Coal provides 80% of South Africa’s power and the country is among the world’s top 12 largest greenhouse gas emitters. Coal is also a bedrock of its economy, employing around 90 000 people.

A sign at the entrance to Eskom's Komati power station in Komati on September 9, 2024, which was shut down in October 2022 and scheduled to be converted into a renewable generation site and training facility to reskill, retrain and upskill Eskom employees. PAUL BOTES AFP

South Africa was the first country in the world to form a Just Energy Transition Partnership (JETP) with international funders to move off dirty power generation, already receiving $13.6 billion in total in grants and loans, Neil Cole of the JETP presidential committee told AFP.

Komati is the first coal plant scheduled for decommissioning, with five of the 14 remaining ones meant to follow by 2030.

It had directly employed 393 people, said Eskom. Only 162 remain on site as others volunteered for transfer or accepted payouts.

The plant had been the main provider of employment in the small town, where the quiet streets are pitted with chunks of coal. Today, several houses are vacant as workers from other provinces headed home after losing their jobs.

“Our jobs ending traumatised us a lot as a community,” said Sizwe Shandu, 35, who had been contracted as a boilermaker at the plant since 2008.

The shutdown had been unexpected and left his family scrambling to make ends meet, he said. Shandu now relies on government social grants to buy food and electricity.

Pillay admitted that many people in the town of Komati had a “disgruntled view” of the transition. One of the mistakes was that coal jobs were closed before new jobs were created, he said. People from the town did not always have the skills required for the emerging jobs.

Eskom has said it plans to eventually create 363 permanent jobs and 2 733 temporary jobs at Komati.

One of the green projects under way combines raising fish alongside vegetable patches supported by solar panels.

Seven people, from a planned 21, have been trained to work on the aquaponics scheme, including Bheki Nkabinde, 37.

“Eskom has helped me big time in terms of getting this opportunity because now I’ve got an income, I can be able to support my family," he said as he walked among his spinach, tomatoes, parsley and spring onions.

The facility is also turning invasive plants into pellets that are an alternative fuel to coal and assembling mobile micro power grids fixed to containers. A coal milling workshop has been turned into a welding training room.

The missteps at Komati are lessons for other coal-fired power plants marked for shutdown, Pillay said. For example, some now plan to start up green energy projects parallel to the phasing out of fumes.

But the country is “not going to be pushed into making a decision around how quickly or how slowly we do the Just Energy Transition based on international expectations,” said Graham.

South Africa has 7% renewable energy in its mix, up from 1% a decade ago, she said.

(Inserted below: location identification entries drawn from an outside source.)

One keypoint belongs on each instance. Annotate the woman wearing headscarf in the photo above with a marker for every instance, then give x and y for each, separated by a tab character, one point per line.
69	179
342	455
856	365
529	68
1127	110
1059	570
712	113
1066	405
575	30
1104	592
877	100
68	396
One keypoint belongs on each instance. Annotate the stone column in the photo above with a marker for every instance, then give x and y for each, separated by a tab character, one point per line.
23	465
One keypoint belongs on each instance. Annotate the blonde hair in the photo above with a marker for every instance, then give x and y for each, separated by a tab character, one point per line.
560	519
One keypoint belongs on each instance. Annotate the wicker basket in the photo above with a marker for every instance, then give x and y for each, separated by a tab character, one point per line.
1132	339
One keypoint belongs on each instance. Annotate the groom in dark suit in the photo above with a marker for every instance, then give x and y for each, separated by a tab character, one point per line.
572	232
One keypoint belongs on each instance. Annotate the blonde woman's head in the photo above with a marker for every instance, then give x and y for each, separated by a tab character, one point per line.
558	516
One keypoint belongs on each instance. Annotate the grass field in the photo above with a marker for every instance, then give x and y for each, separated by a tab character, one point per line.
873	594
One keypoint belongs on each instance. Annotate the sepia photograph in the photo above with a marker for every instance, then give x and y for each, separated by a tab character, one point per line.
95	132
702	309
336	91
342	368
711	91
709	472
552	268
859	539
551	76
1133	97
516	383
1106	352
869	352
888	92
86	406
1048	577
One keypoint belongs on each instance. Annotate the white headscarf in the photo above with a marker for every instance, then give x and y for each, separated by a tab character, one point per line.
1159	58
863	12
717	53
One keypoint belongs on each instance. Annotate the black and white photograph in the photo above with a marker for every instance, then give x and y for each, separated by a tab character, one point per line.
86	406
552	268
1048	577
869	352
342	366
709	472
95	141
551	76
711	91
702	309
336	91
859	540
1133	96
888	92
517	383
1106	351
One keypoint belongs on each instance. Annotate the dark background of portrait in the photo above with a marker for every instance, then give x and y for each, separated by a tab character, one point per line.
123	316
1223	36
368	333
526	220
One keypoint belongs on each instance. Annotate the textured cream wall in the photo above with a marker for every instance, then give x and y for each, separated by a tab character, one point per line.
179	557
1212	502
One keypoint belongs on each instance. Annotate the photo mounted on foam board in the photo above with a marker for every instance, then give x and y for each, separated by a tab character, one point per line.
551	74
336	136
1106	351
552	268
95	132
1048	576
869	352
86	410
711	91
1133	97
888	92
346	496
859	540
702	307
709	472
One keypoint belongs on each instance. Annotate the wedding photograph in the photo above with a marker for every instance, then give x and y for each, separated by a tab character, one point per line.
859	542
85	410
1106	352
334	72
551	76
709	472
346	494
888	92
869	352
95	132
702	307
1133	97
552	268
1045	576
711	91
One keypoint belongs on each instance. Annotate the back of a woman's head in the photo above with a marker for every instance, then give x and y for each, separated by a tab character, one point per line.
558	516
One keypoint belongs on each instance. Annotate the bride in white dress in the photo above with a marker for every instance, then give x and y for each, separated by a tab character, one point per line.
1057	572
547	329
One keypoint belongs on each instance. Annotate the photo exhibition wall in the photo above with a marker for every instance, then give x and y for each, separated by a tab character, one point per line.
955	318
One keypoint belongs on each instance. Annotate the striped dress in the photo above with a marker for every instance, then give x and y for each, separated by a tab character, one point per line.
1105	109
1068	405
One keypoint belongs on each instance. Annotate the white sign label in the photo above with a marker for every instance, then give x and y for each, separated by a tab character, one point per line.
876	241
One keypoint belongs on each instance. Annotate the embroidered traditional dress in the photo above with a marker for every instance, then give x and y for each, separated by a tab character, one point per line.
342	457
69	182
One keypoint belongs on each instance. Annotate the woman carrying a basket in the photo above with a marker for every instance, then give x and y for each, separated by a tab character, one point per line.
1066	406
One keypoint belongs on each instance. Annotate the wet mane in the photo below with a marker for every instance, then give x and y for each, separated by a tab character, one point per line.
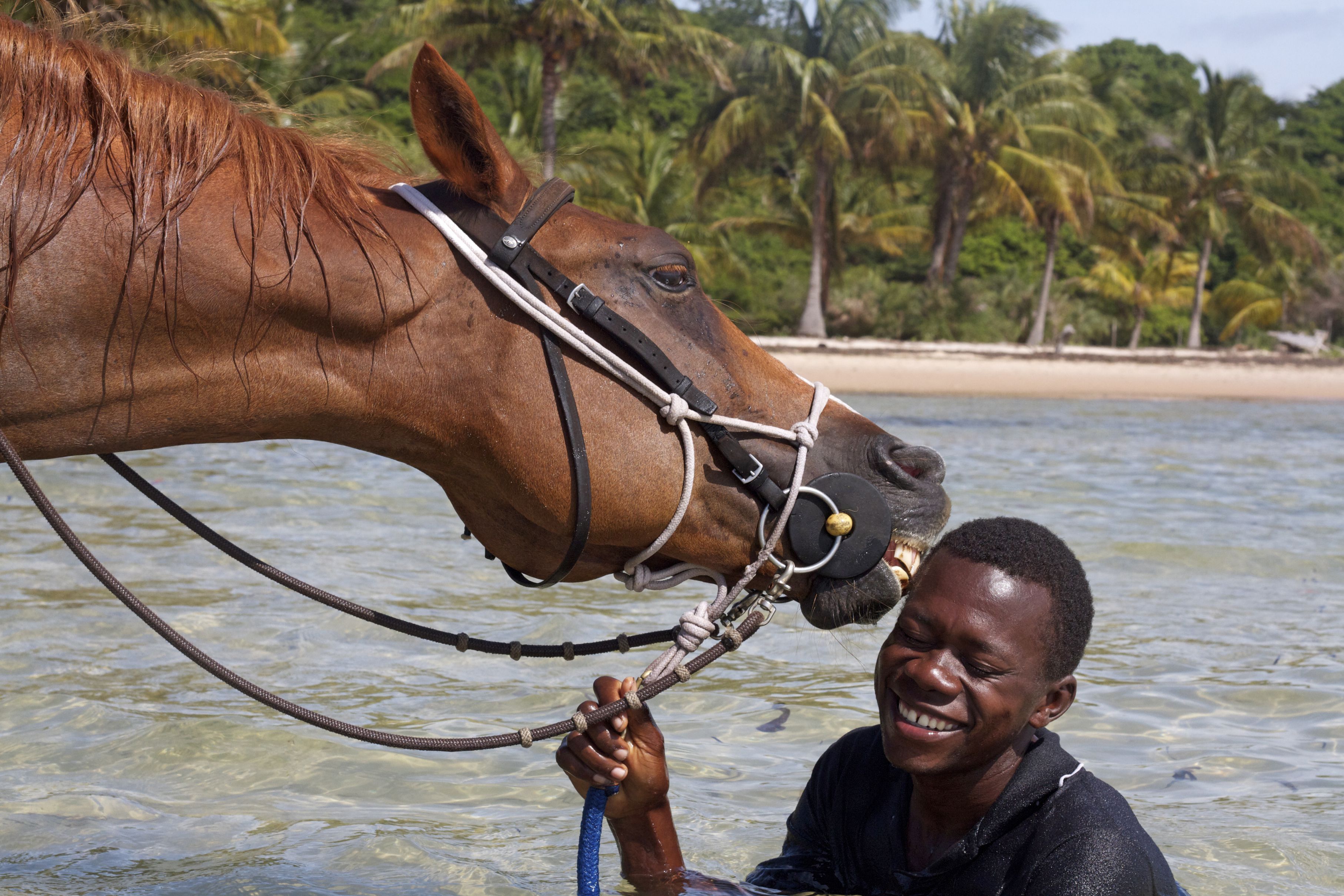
83	117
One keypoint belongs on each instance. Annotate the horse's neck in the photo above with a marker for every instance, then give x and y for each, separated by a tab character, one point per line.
213	336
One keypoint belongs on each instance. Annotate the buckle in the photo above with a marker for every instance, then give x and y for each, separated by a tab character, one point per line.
584	302
749	480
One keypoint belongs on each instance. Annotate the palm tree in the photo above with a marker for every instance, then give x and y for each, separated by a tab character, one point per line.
859	213
1221	171
830	86
1003	127
627	38
1263	299
643	176
1140	280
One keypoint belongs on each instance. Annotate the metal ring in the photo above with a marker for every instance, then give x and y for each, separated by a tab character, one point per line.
777	562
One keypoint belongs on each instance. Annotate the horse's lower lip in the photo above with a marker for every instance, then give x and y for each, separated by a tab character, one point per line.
904	559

And it will continue mining and exporting coal, with Eskom estimating that there are almost 200 years of supply still in the ground.

The goal is to have a “good energy mix that’s sustainable and stable”, Graham said.

Since South Africa’s JETP was announced, Indonesia, Vietnam and Senegal have struck similar deals, but there has been little progress towards actually closing coal plants under the mechanism.

Among the criticisms is that it offers largely market-rate lending terms, raising the threat of debt repayment problems for recipients.